I will love you again 
dear me     you stumbler
you swimmer     you walking
past the boy calling your name     hey
I will write of calling     you will 
right the need     to be called of the need
of that need     someone loved your love
but not you     can I ask you
not to feel like you always have to ask     
having circled yourself too long     looking 
down     a pile of lanky sticks     auguring 
every time you butterflied a dead breast
looking in the fridge for out-of-codes
instead of lunch     auguring sour
spoilage     circling against your own
call song     dear heart I don’t want you 
to be sad     anymore I wish
you’ll be happy     you survived

listen:     try to swallow 
a compliment     don’t take it 
to the windshield     unfortunate 
cicada     catch it   keep those words 
in a jar on the stand     where you lay 
your wallet     bring it to the beach
take off your shirt     go wading
with it     introduce it to your sadness
so they can be friends

Buy The Acute Avian Heart

Joey Gould, a non-binary writing tutor, wrote The Acute Avian Heart (2019, Lily Poetry Review).
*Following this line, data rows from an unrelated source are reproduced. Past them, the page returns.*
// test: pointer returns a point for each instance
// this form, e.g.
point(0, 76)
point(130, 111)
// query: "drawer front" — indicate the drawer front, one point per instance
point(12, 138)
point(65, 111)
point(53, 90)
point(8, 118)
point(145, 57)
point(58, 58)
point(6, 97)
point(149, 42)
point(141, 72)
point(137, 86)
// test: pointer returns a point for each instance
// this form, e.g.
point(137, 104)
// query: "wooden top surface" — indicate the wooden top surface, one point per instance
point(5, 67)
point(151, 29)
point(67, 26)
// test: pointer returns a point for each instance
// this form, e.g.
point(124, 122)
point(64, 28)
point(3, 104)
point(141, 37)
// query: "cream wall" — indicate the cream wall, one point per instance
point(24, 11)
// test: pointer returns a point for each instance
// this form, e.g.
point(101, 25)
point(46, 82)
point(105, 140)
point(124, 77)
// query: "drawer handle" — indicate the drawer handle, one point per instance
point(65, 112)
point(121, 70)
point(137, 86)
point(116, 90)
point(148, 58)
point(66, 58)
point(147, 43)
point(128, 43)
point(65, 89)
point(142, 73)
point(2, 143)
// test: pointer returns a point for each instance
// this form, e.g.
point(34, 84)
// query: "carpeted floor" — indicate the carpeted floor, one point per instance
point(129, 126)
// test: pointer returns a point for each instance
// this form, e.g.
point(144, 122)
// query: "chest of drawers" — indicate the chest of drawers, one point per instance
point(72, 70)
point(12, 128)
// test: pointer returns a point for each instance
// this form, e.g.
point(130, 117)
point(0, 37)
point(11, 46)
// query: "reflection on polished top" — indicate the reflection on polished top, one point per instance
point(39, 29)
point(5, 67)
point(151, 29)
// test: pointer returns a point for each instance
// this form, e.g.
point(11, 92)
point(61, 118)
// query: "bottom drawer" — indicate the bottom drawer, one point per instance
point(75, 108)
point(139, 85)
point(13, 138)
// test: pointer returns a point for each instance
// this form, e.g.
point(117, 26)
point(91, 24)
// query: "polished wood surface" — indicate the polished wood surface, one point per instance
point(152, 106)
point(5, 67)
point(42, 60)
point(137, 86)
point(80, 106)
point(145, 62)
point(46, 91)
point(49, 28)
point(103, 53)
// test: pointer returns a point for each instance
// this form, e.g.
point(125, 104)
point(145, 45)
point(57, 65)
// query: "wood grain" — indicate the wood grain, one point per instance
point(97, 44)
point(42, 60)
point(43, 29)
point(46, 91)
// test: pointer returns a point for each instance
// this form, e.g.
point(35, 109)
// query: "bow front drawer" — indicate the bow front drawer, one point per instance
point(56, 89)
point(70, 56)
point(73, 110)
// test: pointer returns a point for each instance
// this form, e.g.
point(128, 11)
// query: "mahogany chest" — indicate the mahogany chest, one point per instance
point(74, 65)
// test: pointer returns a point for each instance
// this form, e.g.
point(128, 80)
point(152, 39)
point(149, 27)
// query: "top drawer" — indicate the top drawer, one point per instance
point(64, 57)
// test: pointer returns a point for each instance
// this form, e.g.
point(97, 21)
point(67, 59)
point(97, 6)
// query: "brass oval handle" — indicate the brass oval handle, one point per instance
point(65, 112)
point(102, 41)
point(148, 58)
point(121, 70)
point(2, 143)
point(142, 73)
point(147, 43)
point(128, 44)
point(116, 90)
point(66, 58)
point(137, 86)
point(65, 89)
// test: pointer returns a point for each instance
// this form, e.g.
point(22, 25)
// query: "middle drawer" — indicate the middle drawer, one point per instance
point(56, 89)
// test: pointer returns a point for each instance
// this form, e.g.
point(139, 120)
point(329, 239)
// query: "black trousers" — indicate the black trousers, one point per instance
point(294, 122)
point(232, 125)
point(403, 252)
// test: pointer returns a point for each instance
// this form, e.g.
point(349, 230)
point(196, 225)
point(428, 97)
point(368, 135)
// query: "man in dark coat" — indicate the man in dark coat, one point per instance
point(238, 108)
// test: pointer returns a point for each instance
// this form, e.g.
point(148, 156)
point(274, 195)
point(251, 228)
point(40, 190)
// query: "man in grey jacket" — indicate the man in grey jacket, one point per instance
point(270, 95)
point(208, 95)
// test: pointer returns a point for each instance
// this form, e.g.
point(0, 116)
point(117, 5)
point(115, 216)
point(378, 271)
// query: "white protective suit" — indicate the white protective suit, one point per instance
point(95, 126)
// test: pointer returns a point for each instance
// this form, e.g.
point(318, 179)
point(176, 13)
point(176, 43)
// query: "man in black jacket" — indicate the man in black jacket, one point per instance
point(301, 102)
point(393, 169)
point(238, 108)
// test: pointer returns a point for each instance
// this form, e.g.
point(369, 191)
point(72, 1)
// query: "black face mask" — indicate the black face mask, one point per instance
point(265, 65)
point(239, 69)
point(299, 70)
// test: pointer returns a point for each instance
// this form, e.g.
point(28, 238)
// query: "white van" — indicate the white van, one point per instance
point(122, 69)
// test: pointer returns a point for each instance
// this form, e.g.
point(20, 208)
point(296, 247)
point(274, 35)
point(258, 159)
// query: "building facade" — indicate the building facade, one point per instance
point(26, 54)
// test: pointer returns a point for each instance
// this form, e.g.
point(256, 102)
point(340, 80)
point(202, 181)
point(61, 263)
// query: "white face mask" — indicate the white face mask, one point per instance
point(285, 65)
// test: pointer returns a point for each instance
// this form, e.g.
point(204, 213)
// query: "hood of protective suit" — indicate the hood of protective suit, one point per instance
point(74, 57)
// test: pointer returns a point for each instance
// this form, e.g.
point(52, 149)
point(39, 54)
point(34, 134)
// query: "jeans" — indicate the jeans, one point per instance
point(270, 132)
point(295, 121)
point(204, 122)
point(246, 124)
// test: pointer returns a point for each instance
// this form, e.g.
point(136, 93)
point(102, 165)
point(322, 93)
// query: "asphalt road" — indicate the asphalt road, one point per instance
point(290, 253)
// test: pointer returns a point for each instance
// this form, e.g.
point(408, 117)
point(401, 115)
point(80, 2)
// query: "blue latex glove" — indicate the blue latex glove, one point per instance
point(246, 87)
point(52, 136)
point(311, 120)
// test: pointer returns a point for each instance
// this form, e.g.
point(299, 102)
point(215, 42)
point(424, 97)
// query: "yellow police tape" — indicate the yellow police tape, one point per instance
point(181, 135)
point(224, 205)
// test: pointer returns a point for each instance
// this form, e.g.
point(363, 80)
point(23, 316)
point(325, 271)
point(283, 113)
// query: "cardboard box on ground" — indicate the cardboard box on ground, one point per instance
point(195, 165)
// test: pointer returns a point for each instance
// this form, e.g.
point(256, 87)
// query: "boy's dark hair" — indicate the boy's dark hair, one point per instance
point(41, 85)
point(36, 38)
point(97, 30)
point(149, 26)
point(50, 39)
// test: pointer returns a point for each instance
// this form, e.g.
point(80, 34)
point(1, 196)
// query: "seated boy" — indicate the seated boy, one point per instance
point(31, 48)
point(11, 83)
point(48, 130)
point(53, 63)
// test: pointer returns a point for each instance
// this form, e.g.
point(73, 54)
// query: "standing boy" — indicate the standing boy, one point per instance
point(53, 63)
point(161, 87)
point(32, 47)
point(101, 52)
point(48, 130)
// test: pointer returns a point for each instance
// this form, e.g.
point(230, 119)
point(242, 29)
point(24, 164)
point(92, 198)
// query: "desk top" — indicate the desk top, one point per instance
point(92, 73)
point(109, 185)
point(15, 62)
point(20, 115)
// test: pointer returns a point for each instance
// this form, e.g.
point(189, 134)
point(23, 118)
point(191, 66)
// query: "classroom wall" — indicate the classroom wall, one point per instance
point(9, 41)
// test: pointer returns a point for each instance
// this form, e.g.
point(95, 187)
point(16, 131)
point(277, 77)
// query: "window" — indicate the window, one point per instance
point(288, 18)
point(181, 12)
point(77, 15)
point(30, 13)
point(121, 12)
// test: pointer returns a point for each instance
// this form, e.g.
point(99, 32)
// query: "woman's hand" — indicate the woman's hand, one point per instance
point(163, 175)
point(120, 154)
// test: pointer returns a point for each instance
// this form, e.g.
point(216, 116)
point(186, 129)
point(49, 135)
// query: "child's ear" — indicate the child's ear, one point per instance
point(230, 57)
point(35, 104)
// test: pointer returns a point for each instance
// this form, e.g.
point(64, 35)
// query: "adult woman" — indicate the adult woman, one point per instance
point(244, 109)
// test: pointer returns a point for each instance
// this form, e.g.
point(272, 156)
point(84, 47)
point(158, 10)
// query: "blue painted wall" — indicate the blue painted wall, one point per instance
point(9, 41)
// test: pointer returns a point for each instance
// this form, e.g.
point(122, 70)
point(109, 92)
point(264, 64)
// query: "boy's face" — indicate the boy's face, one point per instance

Twice nominated for Bettering American Poetry and once for a Pushcart Prize, Joey’s writing has appeared in Bad Pony, The Compassion Anthology, Memoir Mixtapes, & Glass: A journal of Poetry. Joey’s character Izzie Hexxam features in the Poetry Society of New York’s Poetry Brothel. A long-time event organizer at Mass Poetry, they plan & execute poetry events at Salem Arts Festival. They also write 100-word reviews as poetry editor for Drunk Monkeys.